Saturday, July 09, 2005

Panic, paranoia, vengeance: America's response to terrorism

Two impassioned posts by Mary at Pacific Views (which recently added The Reaction to its blogroll) address how the British (and Londoners in particular) are responding to the London terrorist attacks and how British leaders like London Mayor Ken Livingstone are "calling out the best and bravest part of the people" -- see here and here. She contrasts this lofty combination of sobriety, stoicism, and courage to what happened in America post-9/11. Here are the key passages from her two posts:

Listening to the BBC news tonight, I heard another commentator talking about how Londoners have faced awful attacks before and they have always reacted in a courageous and thoughtful manner to these attacks. And, yes, since the great Blitz, the British have been told that they react with courage and rationality when faced with harrowing attacks. After all of these messages, I would be surprised to see the British let hysteria and panic rule their reactions. Some could act that way, but the picture the British have of themselves is they are brave survivors and they will make it through difficult times.

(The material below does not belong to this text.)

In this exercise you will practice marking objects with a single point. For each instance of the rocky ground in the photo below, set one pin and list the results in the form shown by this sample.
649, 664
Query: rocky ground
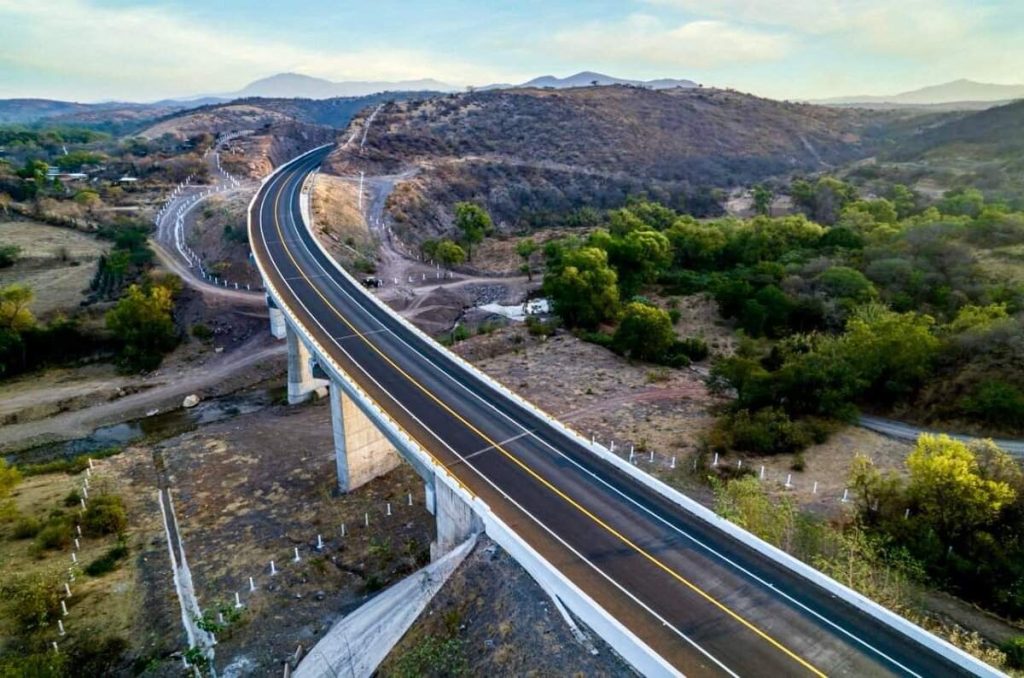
498, 622
56, 263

Compare that with the story we Americans are told about ourselves. Since 9/11, Americans have been told that we are right to be traumatized. Starting very soon after 9/11, there were stories about how many Americans, even those far, far away from New York or Washington DC, were experiencing the symptoms of Post-traumatic Stress Syndrome. This was followed very soon by the frenzy of fear that gripped the nation (especially the east coast) when the anthrax attacks cleared the Senators' offices and closed down the postal centers. And who could forget the advice of the government for Americans to stock up on plastic and duct tape so we could build our own shelters in the event of a chemical or biological attack? Or the idea that we should create a nation of spies to report on the suspicious behavior of our neighbors? Or the number of times the government raised terrorist alerts that told Americans that we should be afraid -- very, very afraid?...

Like Pavlov's dogs, Americans have been primed to be not just frightened, but also paranoid, and impulsively ready to strike out. Because as our government and our media told us again and again, the attack on American soil was had been so horrific that it was right for Americans to take the war to Iraq because Saddam was a frightening man and he would get us if we didn't stop him first...

So, I'd like to ask, where would we have been if genuine leaders who reinforced courage rather than fear, rational thought rather than blind vengeance, had been in charge on 9/11? And then I'd like to ask, what can we do to help our fellow Americans come to understand that we can be better than what we've been led to believe we are? And that we can and will overcome these adverse times with courage and dignity even while respecting the humanity of even those who are crazed with their ideology. We are better than that America that the radical right believes we are and we are capable of searching for real solutions rather than just vengeance...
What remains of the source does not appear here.